Saint Thomas d'Aquin
1302. TANDIS QUE CEUX-CI S’EN ALLAIENT, etc. Ici, [Jésus] répond au doute des foules. Car les foules avaient entendu le témoignage de Jean au sujet du Christ ; mais maintenant elles semblaient douter. En effet, elles pouvaient avoir trois choses dans le cœur, car quelqu’un change sa parole pour trois raisons : par légèreté d’esprit, pour un profit personnel ou à cause de l’esprit humain, puisque celui-ci [d’abord] ne connaît pas la vérité, puis la connaît. Ps 93, 11 : En effet, Dieu sait que les pensées des hommes sont vaines. C’est pourquoi, il écarte en premier lieu la légèreté ; en second lieu, le désir de son propre profit ; en troisième lieu, il montre que [Jean] possède la vérité prophétique.

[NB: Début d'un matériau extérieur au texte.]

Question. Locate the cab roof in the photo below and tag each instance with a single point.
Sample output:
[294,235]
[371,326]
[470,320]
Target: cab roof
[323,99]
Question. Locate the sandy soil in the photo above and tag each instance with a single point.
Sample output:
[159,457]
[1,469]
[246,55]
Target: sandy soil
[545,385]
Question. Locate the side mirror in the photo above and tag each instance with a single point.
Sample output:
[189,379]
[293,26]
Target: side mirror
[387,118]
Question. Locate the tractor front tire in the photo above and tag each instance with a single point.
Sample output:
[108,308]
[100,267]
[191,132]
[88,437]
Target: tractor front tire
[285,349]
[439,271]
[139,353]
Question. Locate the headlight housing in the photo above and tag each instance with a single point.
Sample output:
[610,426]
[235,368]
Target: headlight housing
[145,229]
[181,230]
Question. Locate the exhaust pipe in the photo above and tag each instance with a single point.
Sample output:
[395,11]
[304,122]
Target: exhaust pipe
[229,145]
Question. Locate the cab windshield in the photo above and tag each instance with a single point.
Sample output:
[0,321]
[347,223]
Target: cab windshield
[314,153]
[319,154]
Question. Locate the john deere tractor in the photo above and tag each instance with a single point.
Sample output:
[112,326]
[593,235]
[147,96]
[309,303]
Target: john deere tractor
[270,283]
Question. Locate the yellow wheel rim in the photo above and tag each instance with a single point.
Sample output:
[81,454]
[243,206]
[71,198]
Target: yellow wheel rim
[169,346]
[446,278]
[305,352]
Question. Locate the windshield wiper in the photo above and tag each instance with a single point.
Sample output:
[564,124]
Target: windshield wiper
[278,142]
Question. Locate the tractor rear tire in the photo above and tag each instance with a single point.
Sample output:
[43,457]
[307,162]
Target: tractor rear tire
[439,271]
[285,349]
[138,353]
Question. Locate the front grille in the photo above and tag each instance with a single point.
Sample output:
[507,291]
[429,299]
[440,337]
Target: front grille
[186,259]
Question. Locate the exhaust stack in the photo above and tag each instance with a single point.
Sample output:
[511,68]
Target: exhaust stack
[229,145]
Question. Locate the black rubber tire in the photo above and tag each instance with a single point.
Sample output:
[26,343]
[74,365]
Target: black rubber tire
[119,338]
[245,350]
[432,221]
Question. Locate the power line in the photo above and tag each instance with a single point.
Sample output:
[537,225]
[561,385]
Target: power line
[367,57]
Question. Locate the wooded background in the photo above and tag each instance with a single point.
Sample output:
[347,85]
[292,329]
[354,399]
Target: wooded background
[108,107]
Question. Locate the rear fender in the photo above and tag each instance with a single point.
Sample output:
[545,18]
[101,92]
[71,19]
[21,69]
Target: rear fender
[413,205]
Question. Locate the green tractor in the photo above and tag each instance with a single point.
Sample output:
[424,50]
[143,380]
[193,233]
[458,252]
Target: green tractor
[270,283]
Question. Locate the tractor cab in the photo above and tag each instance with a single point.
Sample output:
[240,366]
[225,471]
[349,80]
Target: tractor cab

1303. [Matthieu] dit donc : TANDIS QUE CEUX-CI S’EN ALLAIENT, etc. Le Seigneur nous enseigne un grand sens des rapports de cour, car il n’a pas voulu louer Jean en présence de ses disciples, ni personne en sa présence, comme on lit en Pr 27, 2 : Que l’étranger te loue, mais non ta propre bouche ; l’étranger, mais non tes propres lèvres. Car si celui qui louange est bon, [celui-là] rougit ; s’il est méchant, il est flatté.

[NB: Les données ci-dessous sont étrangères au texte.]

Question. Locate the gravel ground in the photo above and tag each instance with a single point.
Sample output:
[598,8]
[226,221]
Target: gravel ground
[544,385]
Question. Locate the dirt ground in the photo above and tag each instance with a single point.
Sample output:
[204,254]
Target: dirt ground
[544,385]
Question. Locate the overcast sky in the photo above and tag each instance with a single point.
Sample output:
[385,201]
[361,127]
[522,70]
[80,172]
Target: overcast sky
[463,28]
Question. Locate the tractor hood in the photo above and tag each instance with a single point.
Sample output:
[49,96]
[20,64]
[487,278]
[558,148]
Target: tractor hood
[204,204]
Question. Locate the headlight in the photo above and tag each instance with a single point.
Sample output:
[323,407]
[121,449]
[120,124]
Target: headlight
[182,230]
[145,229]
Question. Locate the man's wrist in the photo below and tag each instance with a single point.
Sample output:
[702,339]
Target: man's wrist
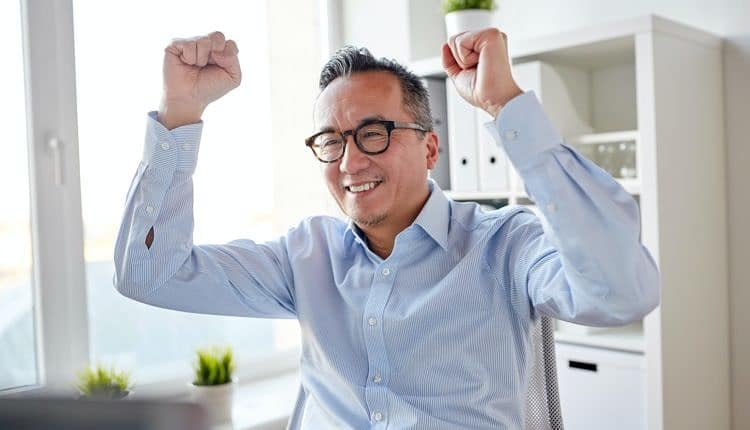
[172,115]
[494,107]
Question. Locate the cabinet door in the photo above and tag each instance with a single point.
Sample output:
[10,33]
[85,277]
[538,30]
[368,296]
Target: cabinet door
[601,389]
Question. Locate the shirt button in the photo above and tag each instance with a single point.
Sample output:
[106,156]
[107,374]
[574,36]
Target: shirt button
[511,135]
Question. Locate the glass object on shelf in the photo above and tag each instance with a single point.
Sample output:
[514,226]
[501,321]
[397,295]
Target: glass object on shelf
[613,152]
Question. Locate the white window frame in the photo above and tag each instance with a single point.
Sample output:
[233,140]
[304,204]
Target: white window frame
[59,279]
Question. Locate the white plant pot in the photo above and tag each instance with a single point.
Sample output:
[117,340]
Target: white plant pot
[467,20]
[216,399]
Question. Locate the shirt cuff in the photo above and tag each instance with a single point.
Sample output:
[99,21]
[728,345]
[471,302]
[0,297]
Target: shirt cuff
[524,130]
[170,150]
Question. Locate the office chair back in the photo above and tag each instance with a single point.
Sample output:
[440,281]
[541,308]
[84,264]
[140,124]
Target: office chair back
[543,401]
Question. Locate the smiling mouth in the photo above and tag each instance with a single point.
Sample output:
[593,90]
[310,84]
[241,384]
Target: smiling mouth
[360,188]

1304. JÉSUS SE MIT À DIRE AUX FOULES : «QU’ÊTES-VOUS ALLÉS VOIR DANS LE DÉSERT ?» Êtes-vous allés voir UN ROSEAU ? Non. Mais vous êtes allés voir un homme fort. Le roseau plie facilement ; ainsi, l’esprit qui change facilement est considéré comme du vent, Ep 4, 14 : Ne soyons pas comme des enfants changeants et ne nous laissons pas ballotter à tout vent.

1305. De même, [Jean] ne fait pas preuve de légèreté pour son propre profit. MAIS QU’ÊTES-VOUS ALLÉS VOIR ? Toutes les richesses se rapportent à une certaine utilité corporelle, que ce soit pour la nourriture ou le vêtement, et il est clair que [Jean] n’a accordé d’importance à aucune de ces choses. Il ne faut donc pas croire qu’il dise cela pour un certain profit. [Jésus] dit donc : QU’ÊTES-VOUS ALLÉS VOIR ? UN HOMME PORTANT DES VÊTEMENTS DÉLICATS ? Et pourquoi ne mentionne-t-il pas la nourriture ? Parce qu’il ne pouvait y avoir aucun doute [à ce sujet], car [Jean] était vêtu de poils de chameau. Ainsi, CEUX QUI PORTENT DES VÊTEMENTS DÉLICATS ne vivent pas dans le désert, MAIS DANS LES MAISONS DES ROIS.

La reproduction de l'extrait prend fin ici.